Although much of the public conversation around hit discovery focuses on imaging and phenotypic screens, the principles apply equally to biochemical and binding assays. In those modalities, hits emerge through quantitative shifts: affinity changes, kinetic constants, or inhibition curves. Clustering and diversity prioritization will typically occur on a chemical embedding space. Yet the underlying logic remains the same: trustworthy signal, strong QC, stable representation, and clearly defined hit criteria.

The Economics of a Screen

Phenotypic hit rates of 1–2 percent are common. Screens are noisy, assay windows vary, and follow-up capacity is limited. Many programs reserve a fixed secondary assay budget, and hit discovery becomes the funnel that fills it.

To reduce downstream cost, teams often insert a short “confirmation layer” between primary and secondary assays — for example, running a small set of compounds in triplicate to remove artefacts before committing to more intensive work. This simple step can dramatically reduce false positives and prevent waste in validation campaigns.

From Discovery to Direction

During assay optimization, AI is primarily diagnostic: quantifying separability, drift, illumination stability, and consistency across replicates.
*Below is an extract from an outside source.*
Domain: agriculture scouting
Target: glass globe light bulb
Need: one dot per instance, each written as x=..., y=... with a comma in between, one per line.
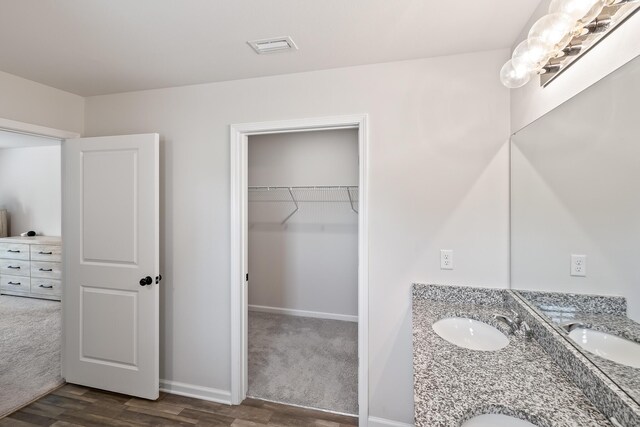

At hit discovery, AI becomes predictive: ranking hits, surfacing subtle responders, and identifying which perturbations are strong candidates for validation.

This transition works only when experiment and computation operate at a shared pace. By hit discovery, the biology is stable, the assay is tuned, the representation is known, and the pipeline is repeatable — the necessary alignment for AI-driven prioritization to have practical value. When both disciplines finally move together, hit discovery becomes not a bottleneck but a multiplier, turning raw screens into signals that the entire discovery engine can build upon.